Sözlerine şöyle devam ediyor burjuvazinin sözcüsü başbakan: “İnsani yardım gemilerine silahlarla saldırıda bulunmak, masum insanları katletmek, sivil insanlara terörist muamelesi yapmak, insanlık açısından büyük bir sukuttur (düşme), alçakça bir pervasızlıktır!” Ve ekliyor: “Türkiye yeni yetme, köksüz bir devlet değildir, bir kabile devleti hiç değildir. Kimse Türkiye ile aşık atmaya, Türkiye'nin sabrını test etmeye kalkmamalıdır. Türkiye'nin dostluğu ne kadar kıymetliyse, düşmanlığı da o kadar şiddetlidir. Türkiye'nin dostluğunu kaybetmek bile başlı başına büyük bir bedeldir.” Oysa bunları diyenler ve temsil ettikleri sınıf, “masum insanları katletmeyi, devlet terörünü, devrimcileri sokak ortasında infaz etmeyi, işçilerin ölümüne kader demeyi” çok iyi bilir. Uzaklara gitmeye gerek yok, Kürt halkı, sosyalistler, işçiler her gün bunların canlı tanığı değil midirler? Türk burjuvazisi kapitalist çıkarları için bu coğrafyada söz sahibi olmak istediğinden, kendine rakip olanlara diklenmeye çalışıyor. Al birini vur ötekine!
İşçiler ve emekçiler emperyalist çıkarlar doğrultusunda hareket eden sermaye temsilcilerinin sözlerine “inanmak” bir yana dursun, buna karşı panzehrini kuşanmalıdırlar. Ekonomik mücadelemizi verdiğimiz sendikalarımızda, işçi tulumu giydiğimiz, demiri dövdüğümüz fabrikalarımızda, yaşama dört elle sarılmaya çalıştığımız yoksul mahallelerimizde, saatlerce bilgisayar başında göz nuru döktüğümüz, bir köşeye sıkıştırıldığımız bürolarımızda, geleceğe yönelik planlar yapmaya çalıştığımız okullarımızda mücadelemizi UİD-DER’in bayrağı altında yükseltmeliyiz. Bu düzene karşı mücadeleden başka bir kurtuluş yolu bulmak mümkün değildir!
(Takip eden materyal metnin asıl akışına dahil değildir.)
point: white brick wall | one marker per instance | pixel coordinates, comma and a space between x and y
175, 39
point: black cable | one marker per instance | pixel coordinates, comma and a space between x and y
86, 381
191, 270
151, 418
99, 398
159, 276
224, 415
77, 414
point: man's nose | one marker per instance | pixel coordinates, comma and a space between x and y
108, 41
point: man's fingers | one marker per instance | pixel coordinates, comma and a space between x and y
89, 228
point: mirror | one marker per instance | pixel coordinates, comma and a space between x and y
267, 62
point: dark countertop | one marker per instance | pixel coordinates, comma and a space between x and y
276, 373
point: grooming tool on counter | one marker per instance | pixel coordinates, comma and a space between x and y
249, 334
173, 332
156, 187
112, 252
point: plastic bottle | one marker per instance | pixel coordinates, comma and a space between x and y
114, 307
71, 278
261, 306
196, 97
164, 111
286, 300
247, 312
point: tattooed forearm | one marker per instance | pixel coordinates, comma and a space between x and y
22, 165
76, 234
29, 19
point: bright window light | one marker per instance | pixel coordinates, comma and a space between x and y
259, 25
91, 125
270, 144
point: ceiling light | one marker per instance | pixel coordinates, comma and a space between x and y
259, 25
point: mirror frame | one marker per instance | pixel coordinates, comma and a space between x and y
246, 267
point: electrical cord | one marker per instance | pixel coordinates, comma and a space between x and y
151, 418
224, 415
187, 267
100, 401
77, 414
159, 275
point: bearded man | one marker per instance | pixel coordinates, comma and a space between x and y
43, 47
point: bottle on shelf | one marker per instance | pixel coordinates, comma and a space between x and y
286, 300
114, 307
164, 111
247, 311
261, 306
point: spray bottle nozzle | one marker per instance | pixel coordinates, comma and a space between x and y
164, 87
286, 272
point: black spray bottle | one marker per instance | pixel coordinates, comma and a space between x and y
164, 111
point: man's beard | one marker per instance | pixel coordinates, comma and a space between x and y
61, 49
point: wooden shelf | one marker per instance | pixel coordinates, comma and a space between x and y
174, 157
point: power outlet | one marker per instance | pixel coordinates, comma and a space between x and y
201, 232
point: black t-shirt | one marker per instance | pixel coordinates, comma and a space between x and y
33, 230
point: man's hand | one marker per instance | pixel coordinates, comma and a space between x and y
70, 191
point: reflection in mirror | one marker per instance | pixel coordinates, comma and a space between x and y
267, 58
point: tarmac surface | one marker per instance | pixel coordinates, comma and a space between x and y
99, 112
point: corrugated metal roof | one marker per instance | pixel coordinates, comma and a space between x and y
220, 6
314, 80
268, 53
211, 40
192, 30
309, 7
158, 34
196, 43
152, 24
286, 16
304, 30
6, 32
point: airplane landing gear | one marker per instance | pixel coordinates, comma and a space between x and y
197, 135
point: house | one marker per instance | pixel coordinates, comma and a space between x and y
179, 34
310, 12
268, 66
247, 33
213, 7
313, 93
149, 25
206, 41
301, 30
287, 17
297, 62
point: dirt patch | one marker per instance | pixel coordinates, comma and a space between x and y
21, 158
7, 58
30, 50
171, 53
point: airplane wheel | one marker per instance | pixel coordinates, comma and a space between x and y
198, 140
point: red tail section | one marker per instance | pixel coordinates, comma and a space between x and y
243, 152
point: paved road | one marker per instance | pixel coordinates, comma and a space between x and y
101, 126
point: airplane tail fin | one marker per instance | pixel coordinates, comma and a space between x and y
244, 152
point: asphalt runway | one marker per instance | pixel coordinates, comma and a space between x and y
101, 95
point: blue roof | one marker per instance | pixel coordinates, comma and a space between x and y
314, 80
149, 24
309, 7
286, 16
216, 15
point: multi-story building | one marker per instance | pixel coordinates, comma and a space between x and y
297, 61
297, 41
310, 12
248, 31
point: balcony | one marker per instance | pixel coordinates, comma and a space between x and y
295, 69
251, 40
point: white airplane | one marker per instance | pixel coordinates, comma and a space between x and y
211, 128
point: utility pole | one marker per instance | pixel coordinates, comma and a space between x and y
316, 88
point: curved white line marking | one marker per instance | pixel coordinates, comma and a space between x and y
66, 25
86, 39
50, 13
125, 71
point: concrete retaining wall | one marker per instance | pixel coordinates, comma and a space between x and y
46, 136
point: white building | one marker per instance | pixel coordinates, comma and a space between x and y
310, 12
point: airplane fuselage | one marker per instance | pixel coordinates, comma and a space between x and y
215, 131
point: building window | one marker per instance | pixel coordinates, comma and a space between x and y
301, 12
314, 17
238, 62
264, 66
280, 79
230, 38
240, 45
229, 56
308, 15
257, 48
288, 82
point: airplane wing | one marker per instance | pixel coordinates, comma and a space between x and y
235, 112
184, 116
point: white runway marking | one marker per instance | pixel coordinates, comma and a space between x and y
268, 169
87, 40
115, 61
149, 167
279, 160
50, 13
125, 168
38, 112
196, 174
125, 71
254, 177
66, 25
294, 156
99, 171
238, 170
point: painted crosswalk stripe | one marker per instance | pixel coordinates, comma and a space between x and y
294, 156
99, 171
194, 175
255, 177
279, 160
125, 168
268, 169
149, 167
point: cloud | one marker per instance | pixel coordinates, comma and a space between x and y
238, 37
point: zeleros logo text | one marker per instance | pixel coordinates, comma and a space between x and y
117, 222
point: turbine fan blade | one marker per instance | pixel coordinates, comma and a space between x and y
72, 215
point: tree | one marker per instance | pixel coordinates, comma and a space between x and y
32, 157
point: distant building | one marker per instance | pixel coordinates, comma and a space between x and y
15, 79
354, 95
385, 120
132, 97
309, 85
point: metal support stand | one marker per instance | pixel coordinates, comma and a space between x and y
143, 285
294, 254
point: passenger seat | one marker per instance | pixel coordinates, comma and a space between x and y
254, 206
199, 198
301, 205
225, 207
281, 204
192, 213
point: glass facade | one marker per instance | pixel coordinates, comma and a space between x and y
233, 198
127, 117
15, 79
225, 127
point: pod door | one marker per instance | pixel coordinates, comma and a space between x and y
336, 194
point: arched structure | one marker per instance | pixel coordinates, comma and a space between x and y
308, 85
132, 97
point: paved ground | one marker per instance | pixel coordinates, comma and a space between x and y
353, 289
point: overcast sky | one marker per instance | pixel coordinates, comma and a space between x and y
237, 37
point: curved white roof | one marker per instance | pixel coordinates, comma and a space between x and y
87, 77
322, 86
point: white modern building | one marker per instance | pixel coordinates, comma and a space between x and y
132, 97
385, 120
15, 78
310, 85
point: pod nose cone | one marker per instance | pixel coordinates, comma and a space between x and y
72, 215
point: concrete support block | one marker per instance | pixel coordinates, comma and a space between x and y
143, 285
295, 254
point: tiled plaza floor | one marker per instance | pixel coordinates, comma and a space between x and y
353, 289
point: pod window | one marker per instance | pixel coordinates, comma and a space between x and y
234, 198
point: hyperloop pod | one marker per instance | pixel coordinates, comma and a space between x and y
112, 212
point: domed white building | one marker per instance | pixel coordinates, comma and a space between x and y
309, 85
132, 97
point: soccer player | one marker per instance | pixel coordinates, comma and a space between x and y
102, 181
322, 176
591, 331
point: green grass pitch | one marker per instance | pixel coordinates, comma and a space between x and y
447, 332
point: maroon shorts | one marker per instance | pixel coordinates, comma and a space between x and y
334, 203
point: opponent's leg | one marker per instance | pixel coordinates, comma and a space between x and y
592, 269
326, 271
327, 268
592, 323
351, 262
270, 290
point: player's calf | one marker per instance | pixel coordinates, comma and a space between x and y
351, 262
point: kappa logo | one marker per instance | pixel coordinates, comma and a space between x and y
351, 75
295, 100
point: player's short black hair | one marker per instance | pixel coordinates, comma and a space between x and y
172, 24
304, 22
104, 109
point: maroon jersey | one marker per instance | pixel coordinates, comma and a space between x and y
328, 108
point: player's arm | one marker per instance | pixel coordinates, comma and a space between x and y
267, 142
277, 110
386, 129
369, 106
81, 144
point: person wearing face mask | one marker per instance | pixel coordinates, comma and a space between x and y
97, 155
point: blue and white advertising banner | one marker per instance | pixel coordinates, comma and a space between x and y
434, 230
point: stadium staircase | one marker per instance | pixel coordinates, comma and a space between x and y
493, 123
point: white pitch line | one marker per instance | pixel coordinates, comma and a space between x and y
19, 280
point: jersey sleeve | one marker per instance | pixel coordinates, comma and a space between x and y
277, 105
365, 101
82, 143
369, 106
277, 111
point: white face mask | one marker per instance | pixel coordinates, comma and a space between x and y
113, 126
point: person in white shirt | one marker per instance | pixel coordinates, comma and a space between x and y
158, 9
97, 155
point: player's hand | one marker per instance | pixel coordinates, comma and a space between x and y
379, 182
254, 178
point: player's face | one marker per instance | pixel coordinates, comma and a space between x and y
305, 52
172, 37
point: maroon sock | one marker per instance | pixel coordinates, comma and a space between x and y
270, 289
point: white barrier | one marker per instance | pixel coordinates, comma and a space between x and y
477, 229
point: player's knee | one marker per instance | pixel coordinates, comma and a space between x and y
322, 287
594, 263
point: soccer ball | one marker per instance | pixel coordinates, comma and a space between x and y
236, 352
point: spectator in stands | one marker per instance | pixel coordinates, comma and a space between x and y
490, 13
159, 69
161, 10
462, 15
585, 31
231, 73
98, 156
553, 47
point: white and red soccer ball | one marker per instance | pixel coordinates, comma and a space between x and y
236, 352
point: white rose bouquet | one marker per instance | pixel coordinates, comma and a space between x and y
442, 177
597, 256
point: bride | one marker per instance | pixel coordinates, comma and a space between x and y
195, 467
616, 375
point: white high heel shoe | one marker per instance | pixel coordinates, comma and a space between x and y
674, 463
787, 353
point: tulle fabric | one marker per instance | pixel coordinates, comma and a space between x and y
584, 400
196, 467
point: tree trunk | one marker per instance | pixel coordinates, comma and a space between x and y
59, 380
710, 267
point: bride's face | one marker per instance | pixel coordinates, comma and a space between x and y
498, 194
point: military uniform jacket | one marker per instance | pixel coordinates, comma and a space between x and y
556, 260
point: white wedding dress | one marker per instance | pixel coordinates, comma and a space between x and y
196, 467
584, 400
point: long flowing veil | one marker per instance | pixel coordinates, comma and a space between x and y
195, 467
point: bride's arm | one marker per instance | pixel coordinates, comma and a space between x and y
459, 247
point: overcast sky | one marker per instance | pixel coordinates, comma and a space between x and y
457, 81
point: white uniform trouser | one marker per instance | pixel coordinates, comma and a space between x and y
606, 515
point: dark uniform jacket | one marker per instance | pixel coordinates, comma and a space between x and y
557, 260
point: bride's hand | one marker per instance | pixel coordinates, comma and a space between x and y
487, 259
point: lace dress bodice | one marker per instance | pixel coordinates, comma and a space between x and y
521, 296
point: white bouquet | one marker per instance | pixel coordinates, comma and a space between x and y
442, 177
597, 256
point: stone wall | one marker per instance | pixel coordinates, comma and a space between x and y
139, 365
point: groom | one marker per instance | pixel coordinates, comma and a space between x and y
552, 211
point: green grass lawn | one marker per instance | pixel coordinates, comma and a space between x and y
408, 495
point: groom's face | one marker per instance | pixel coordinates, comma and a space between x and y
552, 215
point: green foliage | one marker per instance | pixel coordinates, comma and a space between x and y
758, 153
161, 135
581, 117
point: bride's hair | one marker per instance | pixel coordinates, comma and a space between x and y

Sermayenin Sözcülerine İnanma, Yalanlarına Kanma!
Gücümüz, Birliğimiz ve Örgütlülüğümüzden Gelir!
UİD-DER’de Örgütlen, Örgütle!
15-16 Haziran Üzerine Sohbet
- Egemenlerin Değil, Sınıfımızın Gözüyle Bakalım!
- “Kendini de Beni de Yaktın Celal!”
- Uğruna Mücadele Ettiğimiz Bizimdir
- Grev Çocukları
- “Felsefe Yapma Birader!”
- Şeytanla Dost Olunmaz!
- Reklam Deyip Geçmeyelim!
- “60 Bin Maaşla Çoban Bulunmuyor.” Yersen!
- Bu Kandırmacalara Verilecek Cevabımız Var!
- İşçi Sınıfının Yareni Kim?
- Kapıldığımız Trendler ve Gerçek Sorunlarımız
- Her Yer Bizim Düzenimiz Olsun Diye
- Neden Bu Kadar Stresliyiz?
- “Beni Bırak, Gözünü Bebekten Ayırma Sakın”
- Huzurlu Bir Yaşam İçin Mücadeleye…
- “Bizim Hayallerimizi, Sizin Geleceğinizi Çaldılar”
- Bizim Mahallenin Gençleri
- Kişisel Gelişim Zırvasına Kanma, Sınıf Mücadelesine Sarıl
- Sömürü Düzenini Uçurumdan Atmak İçin Örgütlenelim
- Hindistan’da 250 Milyon Dolarlık Düğün ve Yoksulluk
Son Eklenenler
- İzmir Büyükşehir Belediyesine ait İZELMAN, İZENERJİ ve Egeşehir’de çalışan Genel-İş üyesi yaklaşık 23 bin işçi, toplu iş sözleşmesi görüşmelerinde düşük ücret dayatılmasına karşı ve eşit ise eşit ücret talebiyle 29 Mayısta greve çıktı. Belediye...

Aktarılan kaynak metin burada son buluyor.